ASH (with the support of the Mirror) calls time on young adults smoking
The Mirror reports that ‘plans to raise the legal age of buying tobacco to 21’ are being looked at by ‘health officials’.
The 'exclusive' report is accompanied by a leading article in which the paper throws its weight behind the idea.
The fingerprints of ASH are all over the story so I was surprised to be asked to respond.
In fact the Mirror asked for 200 words to be published alongside a comment from ASH. Neither is online but this is my (edited) contribution:
If you can have sex at 16 and drive a car at 17, you should be allowed to buy tobacco at 18.
In the eyes of the law, you’re an adult at 18. Treating young adults like children insults their intelligence.
You certainly don’t have to be 21 to know that smoking is potentially harmful.
But raising the age of sale won’t stop young people smoking. It will simply drive tobacco underground.
Far from protecting younger consumers, it will expose more to illicit and counterfeit tobacco, origin unknown.
In response ASH CEO Deborah Arnott wrote:
Simon Clark, whose organisation, Forest, is funded by tobacco firms, says if you’re old enough to have sex at 16 or join the Army, you’re old enough to smoke. But he’s wrong.
Cut to the Mirror’s leading article:
Every anti-smoking measure was at first opposed by the tobacco lobby.
A rule of thumb is that the louder the criticism of laws intended to save lives, the more effective they are likely to be.
Call me cynical but I wonder if Deborah wrote that as well!
Reader Comments (3)
"But he’s wrong."
Well that settles that then...
Remember the days when the Mirror supported and voiced the concerns of the little people instead of powerful overpaid lobbyists using charity status as a front?
I just hope that Boris's Government isn't taken in by this but as it appears to be blind to what the public wants, it will just have to learn the hard way like Labour, which has never won an election since the imposition of the draconian blanket smoking ban which began its demise and lost it the working class vote and "the poor" which appears to be a group of people whose only purpose is to exist for the likes of the Mirror and it's buddies in ASH to patronise and claim ownership of.
Remember too all those smokerphobic politicians like LibDem Stephen Williams who got booted out because people were sick of his campaign to remove their consumer rights with plain packs?

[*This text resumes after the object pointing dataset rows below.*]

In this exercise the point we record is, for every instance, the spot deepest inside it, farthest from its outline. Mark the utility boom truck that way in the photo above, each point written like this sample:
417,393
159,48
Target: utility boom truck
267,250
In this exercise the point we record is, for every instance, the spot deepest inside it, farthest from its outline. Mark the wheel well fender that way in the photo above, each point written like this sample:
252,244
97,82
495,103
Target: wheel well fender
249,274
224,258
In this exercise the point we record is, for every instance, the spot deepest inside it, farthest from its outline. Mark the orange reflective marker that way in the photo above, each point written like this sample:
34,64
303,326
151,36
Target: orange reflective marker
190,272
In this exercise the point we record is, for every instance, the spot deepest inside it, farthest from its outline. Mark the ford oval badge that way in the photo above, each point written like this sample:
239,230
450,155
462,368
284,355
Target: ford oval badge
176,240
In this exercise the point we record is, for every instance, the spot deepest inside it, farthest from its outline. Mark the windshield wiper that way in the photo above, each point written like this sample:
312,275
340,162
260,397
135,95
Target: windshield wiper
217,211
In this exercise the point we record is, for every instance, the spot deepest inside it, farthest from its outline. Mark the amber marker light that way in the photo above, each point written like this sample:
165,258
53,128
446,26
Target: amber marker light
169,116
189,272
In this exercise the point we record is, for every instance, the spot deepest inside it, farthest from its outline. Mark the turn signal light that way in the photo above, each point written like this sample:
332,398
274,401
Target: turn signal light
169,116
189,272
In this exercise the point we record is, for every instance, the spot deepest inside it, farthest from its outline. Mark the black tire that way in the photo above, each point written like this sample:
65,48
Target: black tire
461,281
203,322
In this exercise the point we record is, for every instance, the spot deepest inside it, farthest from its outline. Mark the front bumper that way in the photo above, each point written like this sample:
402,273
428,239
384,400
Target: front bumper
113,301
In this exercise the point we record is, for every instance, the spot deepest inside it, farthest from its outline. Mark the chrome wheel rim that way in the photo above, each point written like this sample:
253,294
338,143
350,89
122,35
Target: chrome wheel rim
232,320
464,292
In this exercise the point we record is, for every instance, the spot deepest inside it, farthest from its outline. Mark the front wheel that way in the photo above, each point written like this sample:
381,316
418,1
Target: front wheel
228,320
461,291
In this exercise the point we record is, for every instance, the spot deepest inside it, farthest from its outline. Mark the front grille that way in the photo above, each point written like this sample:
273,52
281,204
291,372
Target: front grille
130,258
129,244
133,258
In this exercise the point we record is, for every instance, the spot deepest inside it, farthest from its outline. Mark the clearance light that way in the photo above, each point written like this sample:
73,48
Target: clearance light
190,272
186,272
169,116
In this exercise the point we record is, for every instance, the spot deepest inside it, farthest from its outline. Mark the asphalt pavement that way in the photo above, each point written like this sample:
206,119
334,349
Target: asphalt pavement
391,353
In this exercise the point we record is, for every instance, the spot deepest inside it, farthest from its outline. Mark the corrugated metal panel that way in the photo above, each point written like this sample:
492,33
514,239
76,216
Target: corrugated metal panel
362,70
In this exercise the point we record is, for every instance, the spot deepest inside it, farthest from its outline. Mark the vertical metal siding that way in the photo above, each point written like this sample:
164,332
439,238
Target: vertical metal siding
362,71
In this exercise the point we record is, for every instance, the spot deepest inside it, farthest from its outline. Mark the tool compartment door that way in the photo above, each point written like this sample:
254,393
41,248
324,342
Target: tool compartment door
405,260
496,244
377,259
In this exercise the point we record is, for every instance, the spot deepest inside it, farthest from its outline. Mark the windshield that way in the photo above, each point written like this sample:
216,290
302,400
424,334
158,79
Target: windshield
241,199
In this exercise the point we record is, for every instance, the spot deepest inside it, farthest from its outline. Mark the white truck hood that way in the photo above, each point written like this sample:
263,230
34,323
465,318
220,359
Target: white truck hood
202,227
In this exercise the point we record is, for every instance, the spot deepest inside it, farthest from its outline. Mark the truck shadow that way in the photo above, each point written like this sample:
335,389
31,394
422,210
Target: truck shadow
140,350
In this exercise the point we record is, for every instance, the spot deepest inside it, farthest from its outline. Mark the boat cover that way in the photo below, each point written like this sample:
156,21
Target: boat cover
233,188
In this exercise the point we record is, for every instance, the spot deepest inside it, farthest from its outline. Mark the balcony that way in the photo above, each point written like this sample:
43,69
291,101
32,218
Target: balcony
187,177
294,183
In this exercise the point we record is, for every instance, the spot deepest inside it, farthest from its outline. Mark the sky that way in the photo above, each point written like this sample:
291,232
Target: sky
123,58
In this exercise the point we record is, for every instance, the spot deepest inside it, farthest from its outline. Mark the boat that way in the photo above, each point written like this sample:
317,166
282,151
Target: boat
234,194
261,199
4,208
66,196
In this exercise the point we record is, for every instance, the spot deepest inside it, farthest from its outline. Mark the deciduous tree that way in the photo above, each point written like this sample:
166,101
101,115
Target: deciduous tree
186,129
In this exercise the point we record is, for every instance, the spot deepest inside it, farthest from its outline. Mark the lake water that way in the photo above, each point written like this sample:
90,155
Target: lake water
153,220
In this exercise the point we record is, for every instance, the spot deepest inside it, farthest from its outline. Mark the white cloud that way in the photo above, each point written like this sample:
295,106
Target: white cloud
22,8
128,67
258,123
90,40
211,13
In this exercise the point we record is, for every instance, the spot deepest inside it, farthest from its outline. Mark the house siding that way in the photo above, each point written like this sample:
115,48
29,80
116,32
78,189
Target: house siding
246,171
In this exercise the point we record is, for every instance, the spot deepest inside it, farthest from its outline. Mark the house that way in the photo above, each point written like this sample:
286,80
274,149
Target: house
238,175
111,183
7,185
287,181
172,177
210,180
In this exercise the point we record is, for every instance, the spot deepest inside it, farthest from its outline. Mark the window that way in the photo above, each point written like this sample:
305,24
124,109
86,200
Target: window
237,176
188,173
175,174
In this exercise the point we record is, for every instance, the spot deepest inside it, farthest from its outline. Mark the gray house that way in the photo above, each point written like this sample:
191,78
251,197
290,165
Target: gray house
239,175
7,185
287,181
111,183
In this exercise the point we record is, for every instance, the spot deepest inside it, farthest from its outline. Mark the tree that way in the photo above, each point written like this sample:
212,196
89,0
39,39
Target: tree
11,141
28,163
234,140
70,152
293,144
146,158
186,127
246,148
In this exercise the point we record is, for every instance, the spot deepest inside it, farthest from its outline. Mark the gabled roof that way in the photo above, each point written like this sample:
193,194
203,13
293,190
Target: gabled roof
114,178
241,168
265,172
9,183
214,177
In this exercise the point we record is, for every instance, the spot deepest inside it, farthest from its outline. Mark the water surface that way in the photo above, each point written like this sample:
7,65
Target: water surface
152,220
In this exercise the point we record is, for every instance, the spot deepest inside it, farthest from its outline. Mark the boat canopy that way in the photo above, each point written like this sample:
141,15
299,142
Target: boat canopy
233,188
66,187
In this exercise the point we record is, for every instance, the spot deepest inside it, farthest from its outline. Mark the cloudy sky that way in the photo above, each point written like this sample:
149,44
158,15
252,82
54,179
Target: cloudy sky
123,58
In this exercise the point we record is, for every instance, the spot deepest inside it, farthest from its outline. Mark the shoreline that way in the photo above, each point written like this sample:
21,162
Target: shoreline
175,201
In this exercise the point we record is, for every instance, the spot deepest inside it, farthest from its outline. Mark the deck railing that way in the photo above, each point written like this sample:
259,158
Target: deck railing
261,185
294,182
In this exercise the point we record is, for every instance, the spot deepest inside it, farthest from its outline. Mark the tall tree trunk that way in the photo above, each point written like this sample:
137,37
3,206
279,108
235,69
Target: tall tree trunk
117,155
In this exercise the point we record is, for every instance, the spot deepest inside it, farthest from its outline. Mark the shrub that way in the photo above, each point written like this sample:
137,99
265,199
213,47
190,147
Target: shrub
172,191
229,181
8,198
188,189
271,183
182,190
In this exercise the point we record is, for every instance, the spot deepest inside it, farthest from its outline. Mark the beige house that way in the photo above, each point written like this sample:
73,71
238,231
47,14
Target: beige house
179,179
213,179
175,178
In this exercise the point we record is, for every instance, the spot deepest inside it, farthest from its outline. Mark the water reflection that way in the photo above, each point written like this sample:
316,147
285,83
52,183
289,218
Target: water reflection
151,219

People do not like being preached to, controlled, harrassed or persecuted, or being made to fund the salaries of wealthy lobbyists when they earn so little, and in truth, most people other than the middle class snobs in the Mirror's boardroom, couldn't give a damn about this issue.
However, the public is beginning to recognise that smoking and other lifestyle tyranny is no longer about health but politics and used as the template in which public health intends to suck the joy out of life and living by transfering the scaremongering of smoking and tobacco to other products as well as trawling in more sin taxes for the Treasury.
Tobacco control is a lucrative grift. The alleged public health benefits are secondary and elusive--since the interventions are often symbolic and contradicted by actual evidence.